Zoom recordings, including video/audio/text of courses or chat sessions, that include personally identifiable student information should be considered education records that are FERPA protected and thus not subject to public disclosure. While there is older U.S. Department of Education guidance concerning class recordings in the traditional in-person classroom setting that suggests such recording are not FERPA protected, Zoom class recordings and student chat sessions likely identify individual student’s names and faces, students speaking or typing questions and thus are personally identifiable.

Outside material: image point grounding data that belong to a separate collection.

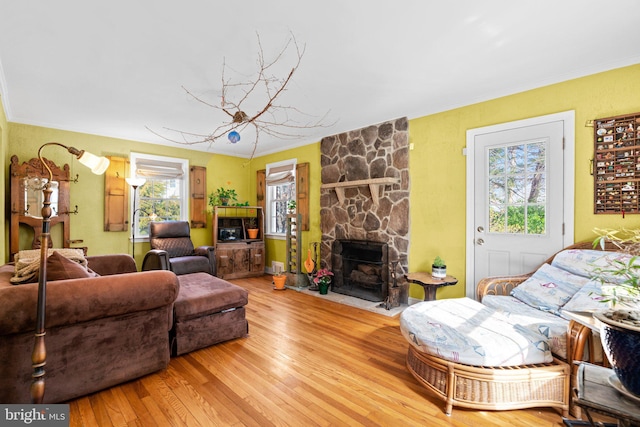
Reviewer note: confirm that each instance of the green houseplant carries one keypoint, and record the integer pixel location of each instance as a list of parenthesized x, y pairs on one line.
[(323, 279), (279, 281), (620, 323), (438, 268)]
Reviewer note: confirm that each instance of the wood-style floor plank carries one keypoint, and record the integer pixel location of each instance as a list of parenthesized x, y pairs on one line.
[(306, 362)]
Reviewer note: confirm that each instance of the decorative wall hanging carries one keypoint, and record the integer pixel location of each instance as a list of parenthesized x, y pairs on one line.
[(617, 164)]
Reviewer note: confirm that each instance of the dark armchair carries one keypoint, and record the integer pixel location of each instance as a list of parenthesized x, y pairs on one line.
[(172, 249)]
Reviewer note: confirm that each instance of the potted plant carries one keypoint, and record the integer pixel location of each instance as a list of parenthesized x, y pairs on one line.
[(279, 281), (291, 206), (252, 227), (620, 323), (323, 280), (438, 268), (223, 197)]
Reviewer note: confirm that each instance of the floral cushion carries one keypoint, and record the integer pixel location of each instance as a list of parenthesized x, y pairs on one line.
[(583, 261), (464, 331), (549, 288), (554, 328)]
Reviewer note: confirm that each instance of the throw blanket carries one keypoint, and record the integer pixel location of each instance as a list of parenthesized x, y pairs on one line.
[(28, 263)]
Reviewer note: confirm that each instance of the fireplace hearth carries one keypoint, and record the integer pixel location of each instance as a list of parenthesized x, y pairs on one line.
[(361, 269), (349, 211)]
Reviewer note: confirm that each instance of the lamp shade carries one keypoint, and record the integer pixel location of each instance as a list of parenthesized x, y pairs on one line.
[(98, 165), (135, 182)]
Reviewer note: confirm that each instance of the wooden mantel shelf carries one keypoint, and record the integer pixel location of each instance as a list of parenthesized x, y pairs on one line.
[(374, 184)]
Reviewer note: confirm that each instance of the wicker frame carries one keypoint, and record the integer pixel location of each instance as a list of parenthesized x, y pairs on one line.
[(487, 388), (581, 344)]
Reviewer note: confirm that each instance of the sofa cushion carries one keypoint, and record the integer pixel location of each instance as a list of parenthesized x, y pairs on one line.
[(61, 268), (201, 294), (553, 327), (587, 300), (27, 263), (582, 262), (549, 288), (464, 331)]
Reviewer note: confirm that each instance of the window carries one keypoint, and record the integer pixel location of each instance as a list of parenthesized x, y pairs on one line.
[(517, 189), (164, 195), (280, 189)]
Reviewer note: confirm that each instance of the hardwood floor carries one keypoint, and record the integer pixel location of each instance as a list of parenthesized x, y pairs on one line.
[(306, 362)]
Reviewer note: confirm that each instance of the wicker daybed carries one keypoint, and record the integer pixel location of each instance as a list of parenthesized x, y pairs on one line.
[(492, 388), (511, 387)]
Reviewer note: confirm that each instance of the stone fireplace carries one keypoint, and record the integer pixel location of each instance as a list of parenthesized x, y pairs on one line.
[(364, 197), (361, 269)]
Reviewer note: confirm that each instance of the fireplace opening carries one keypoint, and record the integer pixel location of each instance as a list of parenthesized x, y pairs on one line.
[(360, 269)]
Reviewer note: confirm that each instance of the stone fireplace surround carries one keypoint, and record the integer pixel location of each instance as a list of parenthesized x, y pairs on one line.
[(377, 151)]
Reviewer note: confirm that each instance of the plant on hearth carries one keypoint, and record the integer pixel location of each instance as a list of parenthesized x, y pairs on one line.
[(323, 277)]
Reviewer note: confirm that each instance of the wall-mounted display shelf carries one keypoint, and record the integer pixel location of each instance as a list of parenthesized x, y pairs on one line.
[(617, 164)]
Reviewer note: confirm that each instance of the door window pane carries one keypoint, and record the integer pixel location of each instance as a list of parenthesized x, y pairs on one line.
[(517, 188)]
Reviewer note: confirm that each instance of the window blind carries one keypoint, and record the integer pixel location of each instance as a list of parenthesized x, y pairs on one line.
[(158, 169), (280, 174)]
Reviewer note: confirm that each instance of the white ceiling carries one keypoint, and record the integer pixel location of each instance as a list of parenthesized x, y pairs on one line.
[(116, 67)]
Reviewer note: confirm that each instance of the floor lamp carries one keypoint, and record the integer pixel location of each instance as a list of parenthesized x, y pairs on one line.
[(98, 165), (134, 183)]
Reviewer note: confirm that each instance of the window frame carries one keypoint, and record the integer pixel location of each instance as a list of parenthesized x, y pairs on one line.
[(183, 184), (269, 195)]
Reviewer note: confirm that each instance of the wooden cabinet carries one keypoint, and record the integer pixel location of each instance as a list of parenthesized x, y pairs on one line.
[(617, 164), (237, 255)]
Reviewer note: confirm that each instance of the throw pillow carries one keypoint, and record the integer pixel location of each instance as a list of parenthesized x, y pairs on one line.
[(549, 288), (61, 268)]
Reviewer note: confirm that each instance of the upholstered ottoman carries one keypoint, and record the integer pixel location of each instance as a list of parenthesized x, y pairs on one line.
[(470, 355), (208, 310)]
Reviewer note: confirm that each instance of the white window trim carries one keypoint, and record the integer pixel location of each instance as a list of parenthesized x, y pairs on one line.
[(294, 163), (184, 188)]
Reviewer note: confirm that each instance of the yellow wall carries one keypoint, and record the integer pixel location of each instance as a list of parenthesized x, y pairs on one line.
[(4, 144), (88, 192), (438, 168)]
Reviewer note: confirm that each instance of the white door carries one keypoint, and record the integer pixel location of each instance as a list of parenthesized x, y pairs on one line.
[(519, 189)]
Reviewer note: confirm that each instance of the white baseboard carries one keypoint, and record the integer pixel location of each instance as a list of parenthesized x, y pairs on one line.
[(412, 301)]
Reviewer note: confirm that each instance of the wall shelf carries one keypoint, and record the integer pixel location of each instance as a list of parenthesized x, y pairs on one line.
[(374, 186)]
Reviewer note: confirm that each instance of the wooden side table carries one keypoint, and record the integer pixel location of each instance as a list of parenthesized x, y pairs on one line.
[(430, 283), (594, 393)]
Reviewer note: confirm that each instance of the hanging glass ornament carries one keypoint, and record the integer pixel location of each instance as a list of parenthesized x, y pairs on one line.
[(233, 136)]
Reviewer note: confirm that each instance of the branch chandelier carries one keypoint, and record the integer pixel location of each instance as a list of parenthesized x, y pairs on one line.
[(272, 119)]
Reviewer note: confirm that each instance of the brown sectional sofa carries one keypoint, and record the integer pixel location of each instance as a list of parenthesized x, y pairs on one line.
[(100, 331)]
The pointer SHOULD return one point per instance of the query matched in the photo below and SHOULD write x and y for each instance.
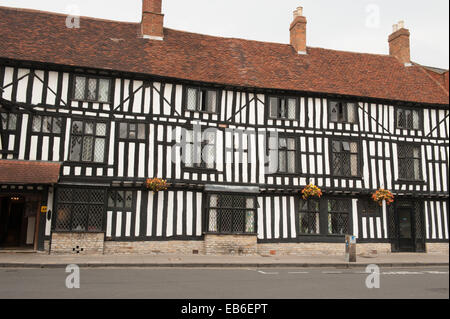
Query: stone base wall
(77, 243)
(437, 248)
(319, 249)
(85, 244)
(154, 247)
(230, 245)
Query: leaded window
(80, 210)
(231, 214)
(88, 141)
(46, 124)
(409, 162)
(284, 108)
(342, 112)
(91, 89)
(201, 100)
(132, 131)
(345, 159)
(8, 121)
(408, 119)
(339, 216)
(285, 149)
(8, 125)
(120, 199)
(200, 150)
(308, 218)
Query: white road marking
(299, 272)
(331, 272)
(268, 273)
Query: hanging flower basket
(383, 194)
(311, 190)
(156, 184)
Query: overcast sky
(351, 25)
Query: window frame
(86, 88)
(72, 203)
(309, 211)
(346, 102)
(297, 159)
(359, 154)
(5, 133)
(41, 131)
(202, 166)
(94, 135)
(286, 99)
(198, 105)
(218, 210)
(401, 159)
(349, 214)
(411, 109)
(129, 130)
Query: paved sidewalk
(43, 260)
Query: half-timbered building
(90, 109)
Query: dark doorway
(407, 225)
(13, 224)
(406, 236)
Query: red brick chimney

As a result, best practice would be to treat these recordings as any other confidential education record under FERPA.

Zoom recordings, including video/audio/text of faculty/staff meetings or chats, that don’t include personally identifiable student information should be considered public records subject to disclosure, if requested. Although those meetings are not open to the public and are not required to be recorded or have minutes taken, once a recording is made, a public record is created that a school will need to retain pursuant to the appropriate public records retention schedule. How long a school is required to retain depends on the content of the record and can vary from “retain until obsolete” to permanent retention.

It is important to emphasize that while each school is working under unique circumstances, the same laws, record retention requirements, and privacy considerations apply. In the FERPA context, a record created and/or maintained by a University with personally identifiable information related to a student would have protection from disclosure but still need to be archived for 6 years. In the public records context, any record created by a University employee, regardless of format, that concerns official university business will be subject to disclosure indefinitely unless an exemption applies. Schools are increasingly capturing online meeting collaboration data, making individual assessments as to whether the constitute a public record and archiving for the appropriate corresponding time period.